Тюрьма, в которой я сейчас находилась, как уже говорилось, впервые за 20 послеоктябрьских лет стала местом заключения политических. До 1937 года они вполне умещались в подвале Черного озера. Зато теперь все три казанские тюрьмы были битком набиты «врагами народа». Однако традиции, сложившиеся в бывшей уголовной тюрьме, – привычка к грязи, грубости и некоторая свобода режима, – еще продолжали существовать по инерции.
Стучать здесь можно было почти беспрепятственно, так как тонкий звук перестукивания тонул в общем гуле этого перенаселенного, знойного, вонючего ада. (На Черном озере гулко отдавался даже тоненький звучок гареевской булавочки.) Замечания по этому поводу делались дежурными как-то вяло и не всерьез. Благодаря вольности мы скоро установили связь чуть ли не со всей тюрьмой. Стекла в ветхом окне были выбиты, а деревянный щит имел несколько иную форму, чем в подвале. Он резко расширялся кверху, пропуская в камеру больше света и являясь в то же время звукоуловителем. Если подойти вплотную к окну и громко сказать что-нибудь прямо в глубь щита, то в нижней камере можно было все слышать.
Однако разговаривать так громко все же опасно. И вот был изобретен так называемый «оперный» метод общения. Инициатором его явился сидящий в камере, расположенной под нами, секретарь пригородного райкома партии. Фамилии не помню, звали его Сашей.
Однажды, на исходе знойного мучительного дня, когда надзиратели были отвлечены раздачей «баланды», мы услышали неплохой баритон, исполняющий арию Тореадора по такому неожиданному либретто:
Сколько вас там, женщины-друзья?
Сколько вас там, спойте вы нам!
Спойте
Фамилии свои подряд,
Здесь все
Вас знать хотят,
Да, знать хотя-а-ат,
Да, знать хотят, хотят!
Мы быстро поняли, что от нас требуется. На самые различные мотивы были пропеты наши, а потом и их фамилии. Установилась тесная вокальная связь, дававшая возможность своевременно узнавать все новости. А их было много. Ежедневно мы слышали имена новых арестованных, узнавали, какие обвинения им предъявлены, как усиливаются «особые методы» при допросах. Нам удалось даже наладить обмен записками через уборную. Писали на развернутых бумажках от папирос, на самых тоненьких и маленьких клочках, все тем же огрызком карандаша, который Ляма украла у следователя и на прощанье подарила мне.

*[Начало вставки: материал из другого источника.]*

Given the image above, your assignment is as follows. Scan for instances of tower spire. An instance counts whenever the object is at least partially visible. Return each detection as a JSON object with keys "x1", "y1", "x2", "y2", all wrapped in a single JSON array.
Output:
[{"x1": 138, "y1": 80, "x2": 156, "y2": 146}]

Саша, секретарь пригородного райкома, вначале был полон «титанического самоуважения». Все происходящее казалось ему маленьким кратковременным недоразумением. В вокальных беседах с Аней Маленькой он даже продолжал приглашать ее после «выхода отсюда» идти на работу «в мой район». С вельможными бархатными интонациями перечислял преимущества этого района сравнительно с тем, где работала до ареста Аня Маленькая. Даже сидя на нарах рядом с двумя беспартийными инженерами и вынося по очереди с ними парашу, он не мог отделаться от покровительственного тона в отношении этих людей.
Я не хочу сказать, что Саша был глуп. Хочу только подчеркнуть силу инерции и гипнотическую власть представлений, полученных в начале жизни.

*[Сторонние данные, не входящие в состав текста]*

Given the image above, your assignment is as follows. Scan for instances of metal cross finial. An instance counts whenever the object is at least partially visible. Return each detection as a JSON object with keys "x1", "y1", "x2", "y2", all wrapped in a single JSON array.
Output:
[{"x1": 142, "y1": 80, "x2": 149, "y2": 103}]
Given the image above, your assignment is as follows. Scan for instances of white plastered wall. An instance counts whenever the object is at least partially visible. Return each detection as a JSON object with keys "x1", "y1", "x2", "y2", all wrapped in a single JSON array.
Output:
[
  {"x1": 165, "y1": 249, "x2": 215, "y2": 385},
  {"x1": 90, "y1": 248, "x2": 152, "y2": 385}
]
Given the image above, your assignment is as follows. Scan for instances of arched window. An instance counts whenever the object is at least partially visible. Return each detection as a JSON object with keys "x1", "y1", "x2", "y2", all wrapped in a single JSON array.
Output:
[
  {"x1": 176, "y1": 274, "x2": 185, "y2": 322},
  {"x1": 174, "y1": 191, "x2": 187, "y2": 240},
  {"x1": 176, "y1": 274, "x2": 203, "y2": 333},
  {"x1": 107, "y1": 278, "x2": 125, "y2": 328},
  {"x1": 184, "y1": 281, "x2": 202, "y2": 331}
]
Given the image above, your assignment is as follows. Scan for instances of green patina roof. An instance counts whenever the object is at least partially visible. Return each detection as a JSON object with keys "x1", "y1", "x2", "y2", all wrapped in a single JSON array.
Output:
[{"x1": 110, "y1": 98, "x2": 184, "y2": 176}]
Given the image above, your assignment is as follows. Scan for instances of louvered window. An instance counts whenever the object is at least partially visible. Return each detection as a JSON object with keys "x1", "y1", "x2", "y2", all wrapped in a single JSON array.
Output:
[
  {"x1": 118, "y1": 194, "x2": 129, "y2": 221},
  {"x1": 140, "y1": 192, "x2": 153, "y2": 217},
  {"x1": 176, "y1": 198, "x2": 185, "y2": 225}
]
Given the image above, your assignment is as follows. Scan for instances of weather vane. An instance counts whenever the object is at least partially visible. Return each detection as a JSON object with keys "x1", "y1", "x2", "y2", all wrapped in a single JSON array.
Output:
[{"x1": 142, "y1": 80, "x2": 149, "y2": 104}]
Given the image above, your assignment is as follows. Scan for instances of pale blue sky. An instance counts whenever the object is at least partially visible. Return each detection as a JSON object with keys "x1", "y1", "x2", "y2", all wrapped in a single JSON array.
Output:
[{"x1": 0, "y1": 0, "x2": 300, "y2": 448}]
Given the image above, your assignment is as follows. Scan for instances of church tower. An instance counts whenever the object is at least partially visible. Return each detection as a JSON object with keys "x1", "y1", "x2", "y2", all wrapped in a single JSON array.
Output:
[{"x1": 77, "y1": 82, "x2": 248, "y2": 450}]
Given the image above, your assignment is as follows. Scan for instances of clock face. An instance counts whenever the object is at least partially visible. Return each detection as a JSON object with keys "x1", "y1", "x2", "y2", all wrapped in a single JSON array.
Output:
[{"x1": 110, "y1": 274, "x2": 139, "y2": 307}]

Отрезвление, как у тысяч таких Саш, началось после применения на допросах «активных методов». Однажды один из беспартийных инженеров пропел нам на мотив арии князя Игоря, что Сашу привели после допроса с рассеченной губой, которая распухла и кровоточит. Нет ли у нас чего-нибудь смягчающего, вазелина например? Потом, папирос бы ему…
Есть папиросы, но как передать? Через здешнюю уборную нельзя. Это настоящая клоака, и как возьмешь в рот что-нибудь, побывавшее в ней? Возникла мысль опустить папиросы на ниточке через окно. Из моего уже совсем облысевшего махрового халата были опять надерганы нитки. Папиросы привязали, как червяка на удочку, и все сооружение было спущено через отверстие в нижней части деревянного щита. «Нижние» удачно сняли при помощи деревянной ложки две папиросы. Но третья застряла между окнами двух этажей, и, выйдя на прогулку, мы увидели, как она ярко белеет на солнце. Вернувшись в камеру, мы спели на мотив популярной студенческой песенки:
Саша, Саша, над твоим окошком
Папироска белая висит.
Ты ее достать попробуй ложкой,
А то всем нам здорово влетит.
Раздавшийся в ответ раскатистый баритон звучал отлично:
Да, да, я слышал,
Ах, все теперь я понял,
Ее достать решился
Сегодня ж вечерком…
В такие минуты мы чувствовали себя расшалившимися школьниками.